Выбрать главу

- Давайте не будем спешить, - сказал он, почти без щелчка прикрыв дверцу машины. - Я ни на чем не настаиваю и, разумеется, настаивать ни на чем не буду. Вы - женщина взрослая, вы сами способны определить, что вам нужно. Подумайте, прислушайтесь к себе, присмотритесь. Я вас только очень прошу: пожалуйста, без порывов. Порывы развеиваются так же быстро, как возникают. Пусть это будет осознанное и, главное, не скоропалительное решение.

Он взял её руку и на секунду прижал к губам. Ладонь, как показалось Ларисе, обожгло то ли огнем, то ли арктическим холодом. Она чуть не выдернула сразу же задрожавшие пальцы. Впрочем, уже через мгновение все прошло. Георг неожиданно подмигнул и выпустил руку.

- И ещё я вас очень прошу: не надо трагедий. Не надо хмуриться и, как при обмене квартиры, взвешивать все "за" и "против". Доверьтесь жизни. Увидите: все решится как бы само собой. Жить надо легко, иначе не получаешь от этого удовольствия.

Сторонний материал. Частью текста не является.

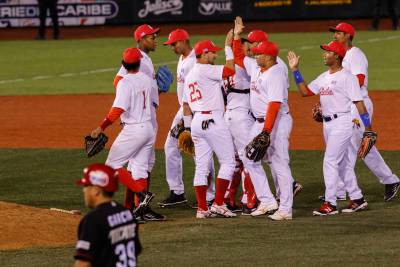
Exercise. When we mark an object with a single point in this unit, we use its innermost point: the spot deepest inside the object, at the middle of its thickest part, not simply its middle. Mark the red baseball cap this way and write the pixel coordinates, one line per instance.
(344, 27)
(144, 30)
(177, 35)
(256, 36)
(205, 46)
(131, 55)
(266, 48)
(101, 175)
(336, 47)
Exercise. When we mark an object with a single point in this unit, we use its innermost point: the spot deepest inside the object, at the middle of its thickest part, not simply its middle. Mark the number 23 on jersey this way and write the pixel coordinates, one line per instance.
(195, 93)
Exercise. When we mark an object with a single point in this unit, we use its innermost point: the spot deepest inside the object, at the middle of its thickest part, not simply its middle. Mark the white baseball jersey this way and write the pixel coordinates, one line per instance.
(356, 62)
(241, 80)
(132, 95)
(267, 86)
(147, 67)
(182, 70)
(202, 90)
(337, 91)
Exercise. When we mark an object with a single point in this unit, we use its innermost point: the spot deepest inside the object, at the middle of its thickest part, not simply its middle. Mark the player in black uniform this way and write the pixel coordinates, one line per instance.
(108, 234)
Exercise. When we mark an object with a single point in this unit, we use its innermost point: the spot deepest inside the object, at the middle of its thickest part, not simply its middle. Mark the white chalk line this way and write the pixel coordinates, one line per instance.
(67, 75)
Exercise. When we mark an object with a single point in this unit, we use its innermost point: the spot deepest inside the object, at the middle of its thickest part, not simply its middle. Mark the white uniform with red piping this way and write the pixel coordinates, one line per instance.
(202, 91)
(337, 93)
(147, 67)
(271, 86)
(173, 156)
(136, 139)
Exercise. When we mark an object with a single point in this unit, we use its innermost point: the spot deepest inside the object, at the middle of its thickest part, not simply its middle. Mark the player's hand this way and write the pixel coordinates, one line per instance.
(229, 38)
(96, 132)
(293, 61)
(238, 26)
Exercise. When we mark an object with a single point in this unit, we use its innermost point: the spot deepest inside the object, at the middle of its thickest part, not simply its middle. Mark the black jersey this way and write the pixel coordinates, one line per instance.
(108, 236)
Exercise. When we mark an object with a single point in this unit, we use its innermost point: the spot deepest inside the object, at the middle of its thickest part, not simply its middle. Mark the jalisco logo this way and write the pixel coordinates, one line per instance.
(160, 7)
(209, 7)
(106, 9)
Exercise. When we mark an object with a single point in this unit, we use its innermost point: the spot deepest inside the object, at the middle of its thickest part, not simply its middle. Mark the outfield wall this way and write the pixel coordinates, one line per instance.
(24, 13)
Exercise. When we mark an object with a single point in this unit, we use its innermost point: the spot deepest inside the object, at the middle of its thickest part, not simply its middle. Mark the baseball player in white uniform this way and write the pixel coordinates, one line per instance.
(203, 97)
(134, 142)
(180, 44)
(338, 90)
(146, 38)
(356, 62)
(252, 40)
(239, 120)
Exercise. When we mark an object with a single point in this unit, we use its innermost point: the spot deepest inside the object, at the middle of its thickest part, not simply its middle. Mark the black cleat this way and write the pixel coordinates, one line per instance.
(391, 191)
(151, 215)
(173, 199)
(209, 204)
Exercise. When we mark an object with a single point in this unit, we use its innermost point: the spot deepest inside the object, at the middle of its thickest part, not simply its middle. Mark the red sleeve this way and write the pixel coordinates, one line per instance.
(361, 79)
(309, 92)
(112, 116)
(272, 112)
(238, 53)
(227, 72)
(116, 80)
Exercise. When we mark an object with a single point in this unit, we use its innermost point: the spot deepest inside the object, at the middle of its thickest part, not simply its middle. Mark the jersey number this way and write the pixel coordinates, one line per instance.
(195, 93)
(126, 254)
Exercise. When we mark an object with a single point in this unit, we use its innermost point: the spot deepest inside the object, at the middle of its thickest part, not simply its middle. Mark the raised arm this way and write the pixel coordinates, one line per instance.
(294, 61)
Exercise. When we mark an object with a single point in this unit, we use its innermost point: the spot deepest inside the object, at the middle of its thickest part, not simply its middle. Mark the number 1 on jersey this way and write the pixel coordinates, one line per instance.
(195, 93)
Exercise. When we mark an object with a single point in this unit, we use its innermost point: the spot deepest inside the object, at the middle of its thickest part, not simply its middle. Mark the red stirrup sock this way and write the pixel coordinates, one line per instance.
(221, 186)
(201, 193)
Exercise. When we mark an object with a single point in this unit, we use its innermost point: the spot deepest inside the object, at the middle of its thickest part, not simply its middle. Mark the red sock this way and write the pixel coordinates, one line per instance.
(236, 178)
(220, 189)
(201, 193)
(128, 200)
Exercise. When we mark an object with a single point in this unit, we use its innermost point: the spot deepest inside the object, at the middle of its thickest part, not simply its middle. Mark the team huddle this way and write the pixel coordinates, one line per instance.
(239, 112)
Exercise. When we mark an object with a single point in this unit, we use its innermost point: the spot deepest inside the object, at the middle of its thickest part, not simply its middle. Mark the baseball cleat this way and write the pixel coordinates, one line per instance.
(280, 216)
(246, 211)
(222, 211)
(297, 187)
(326, 209)
(264, 208)
(391, 191)
(356, 205)
(173, 199)
(338, 198)
(204, 214)
(144, 198)
(209, 203)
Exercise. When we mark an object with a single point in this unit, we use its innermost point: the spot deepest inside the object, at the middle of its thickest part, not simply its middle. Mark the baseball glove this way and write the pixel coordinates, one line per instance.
(317, 112)
(185, 143)
(257, 148)
(164, 78)
(367, 142)
(94, 145)
(177, 130)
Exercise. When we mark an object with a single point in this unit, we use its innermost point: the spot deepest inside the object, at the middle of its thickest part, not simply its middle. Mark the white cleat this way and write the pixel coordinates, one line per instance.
(204, 214)
(264, 208)
(280, 216)
(222, 210)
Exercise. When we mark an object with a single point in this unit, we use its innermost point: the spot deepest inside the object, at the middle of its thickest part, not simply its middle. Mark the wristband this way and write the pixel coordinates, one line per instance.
(187, 121)
(366, 120)
(228, 53)
(297, 77)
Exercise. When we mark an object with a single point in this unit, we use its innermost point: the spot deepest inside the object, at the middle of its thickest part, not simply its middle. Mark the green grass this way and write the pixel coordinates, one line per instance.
(45, 178)
(29, 59)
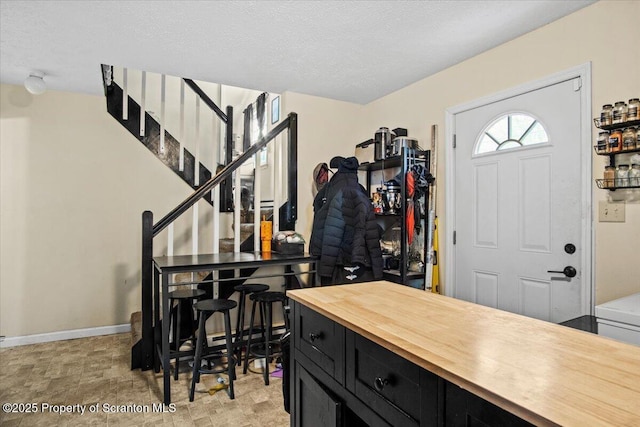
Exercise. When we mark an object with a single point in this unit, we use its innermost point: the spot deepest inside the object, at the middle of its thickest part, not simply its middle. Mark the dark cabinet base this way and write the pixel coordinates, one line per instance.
(368, 385)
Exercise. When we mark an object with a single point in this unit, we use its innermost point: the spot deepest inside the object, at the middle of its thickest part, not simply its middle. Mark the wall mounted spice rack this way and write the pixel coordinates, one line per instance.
(617, 183)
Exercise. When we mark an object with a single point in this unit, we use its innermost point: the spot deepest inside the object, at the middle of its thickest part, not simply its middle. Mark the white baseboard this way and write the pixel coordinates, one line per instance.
(64, 335)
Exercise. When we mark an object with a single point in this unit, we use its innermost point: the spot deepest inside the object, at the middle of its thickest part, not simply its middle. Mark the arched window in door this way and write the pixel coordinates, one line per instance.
(511, 131)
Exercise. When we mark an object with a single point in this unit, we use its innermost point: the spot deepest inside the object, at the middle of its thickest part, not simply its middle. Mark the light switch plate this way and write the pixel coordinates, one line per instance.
(611, 212)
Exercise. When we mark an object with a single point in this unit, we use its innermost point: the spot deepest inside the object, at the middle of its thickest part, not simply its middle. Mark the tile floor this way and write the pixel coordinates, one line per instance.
(96, 370)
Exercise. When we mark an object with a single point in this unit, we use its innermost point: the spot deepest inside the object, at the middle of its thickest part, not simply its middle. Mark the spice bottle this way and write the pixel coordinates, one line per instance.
(633, 111)
(622, 176)
(634, 175)
(619, 112)
(609, 176)
(606, 116)
(615, 141)
(629, 139)
(602, 144)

Он достал из пластикового мешка коробочку с орхидеей и, просунув мизинец в бантик, подал Ларисе.

- Вот, пожалуйста, пусть она вам - напоминает. Иногда добавляйте сюда немного воды.

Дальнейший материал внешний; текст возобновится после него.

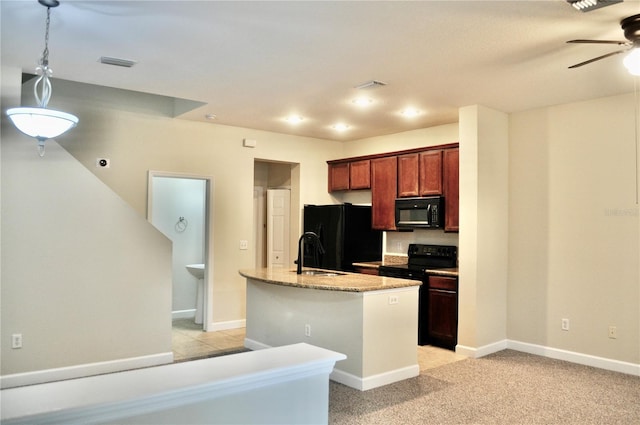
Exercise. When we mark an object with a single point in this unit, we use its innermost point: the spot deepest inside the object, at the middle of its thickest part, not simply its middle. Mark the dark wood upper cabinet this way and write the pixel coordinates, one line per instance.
(384, 177)
(350, 175)
(451, 170)
(360, 174)
(430, 173)
(408, 175)
(427, 171)
(338, 176)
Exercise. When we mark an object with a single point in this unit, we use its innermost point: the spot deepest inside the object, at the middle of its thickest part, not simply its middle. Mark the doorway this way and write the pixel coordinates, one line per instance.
(179, 206)
(276, 207)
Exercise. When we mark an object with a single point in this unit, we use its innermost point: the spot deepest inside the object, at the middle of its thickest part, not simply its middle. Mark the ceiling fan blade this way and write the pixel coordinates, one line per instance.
(597, 59)
(619, 43)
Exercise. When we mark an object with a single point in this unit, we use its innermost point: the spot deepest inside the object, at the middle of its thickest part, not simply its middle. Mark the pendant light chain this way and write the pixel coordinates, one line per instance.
(42, 123)
(45, 54)
(43, 70)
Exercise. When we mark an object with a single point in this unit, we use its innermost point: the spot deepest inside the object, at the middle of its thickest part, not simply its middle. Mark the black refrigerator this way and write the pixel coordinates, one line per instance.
(346, 236)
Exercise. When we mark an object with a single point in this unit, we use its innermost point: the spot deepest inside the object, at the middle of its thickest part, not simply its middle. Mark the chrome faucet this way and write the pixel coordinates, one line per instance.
(308, 237)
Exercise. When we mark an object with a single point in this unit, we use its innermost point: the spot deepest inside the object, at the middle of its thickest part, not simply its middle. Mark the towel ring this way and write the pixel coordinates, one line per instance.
(181, 225)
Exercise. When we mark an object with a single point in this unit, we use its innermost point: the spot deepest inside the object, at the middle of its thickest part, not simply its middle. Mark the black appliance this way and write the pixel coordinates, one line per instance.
(419, 259)
(421, 213)
(346, 236)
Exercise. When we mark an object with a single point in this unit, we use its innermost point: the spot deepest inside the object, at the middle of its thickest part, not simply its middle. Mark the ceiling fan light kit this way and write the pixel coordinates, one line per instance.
(589, 5)
(631, 28)
(42, 123)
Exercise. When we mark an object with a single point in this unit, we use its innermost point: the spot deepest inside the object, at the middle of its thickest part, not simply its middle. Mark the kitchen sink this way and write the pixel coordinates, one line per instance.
(323, 273)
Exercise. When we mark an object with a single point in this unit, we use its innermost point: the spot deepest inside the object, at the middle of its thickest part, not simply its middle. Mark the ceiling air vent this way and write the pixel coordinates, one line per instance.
(116, 61)
(588, 5)
(371, 84)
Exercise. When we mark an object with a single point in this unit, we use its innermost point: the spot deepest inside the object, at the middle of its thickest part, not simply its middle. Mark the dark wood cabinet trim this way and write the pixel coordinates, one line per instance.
(396, 153)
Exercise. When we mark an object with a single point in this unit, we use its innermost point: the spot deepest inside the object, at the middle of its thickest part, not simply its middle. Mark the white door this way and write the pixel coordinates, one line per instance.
(278, 218)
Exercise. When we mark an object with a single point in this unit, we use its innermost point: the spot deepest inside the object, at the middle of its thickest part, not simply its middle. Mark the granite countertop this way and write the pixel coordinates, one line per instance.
(348, 282)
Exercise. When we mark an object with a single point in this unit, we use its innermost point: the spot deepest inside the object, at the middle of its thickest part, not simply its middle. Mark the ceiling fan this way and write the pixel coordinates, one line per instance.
(631, 28)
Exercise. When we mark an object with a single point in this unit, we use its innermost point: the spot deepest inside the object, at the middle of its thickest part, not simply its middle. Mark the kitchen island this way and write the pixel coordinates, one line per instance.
(371, 319)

На Ларису эта обходительность действовала чрезвычайно. Рассеивалась черная пустота, вспыхнувшая три года назад, после развода. Жизнь уже не удручала скучноватой никчемностью. Холод, сосущий сердце, размыкал жадные губы. Правда, существовал некий Толик, с которым она познакомилась ещё прошлым летом. Осенью они вместе ездили за грибами под Каннельярви, зимой, если удавалось куда-то пристроить Кухтика, ходили в Кавголово на лыжах. Толик уже считал, что вправе на что-то рассчитывать: пару раз, провожая Ларису домой, довольно-таки неумело поцеловал её в тусклой парадной. А однажды, в компании, где собрались по какому-то случаю несколько человек, выпив для храбрости, вдруг пододвинулся и облапил её за плечи; сидел, довольный собой, снисходительно посматривая на окружающих. Лариса чувствовала себя дура-дурой. Минут через пять осторожненько, чтоб не обидеть, выскользнула из объятий, - объяснила, чуть покраснев, что ей так не слишком удобно. Толик все равно весь вечер чуть ли не лоснился от гордости, непрерывно трогал её то за талию, то по спине, то за локти; согнутым пальцем провел вдоль щеки, где якобы прилипла соринка, навалился бедром, так что юбка у Ларисы угрожающе затрещала.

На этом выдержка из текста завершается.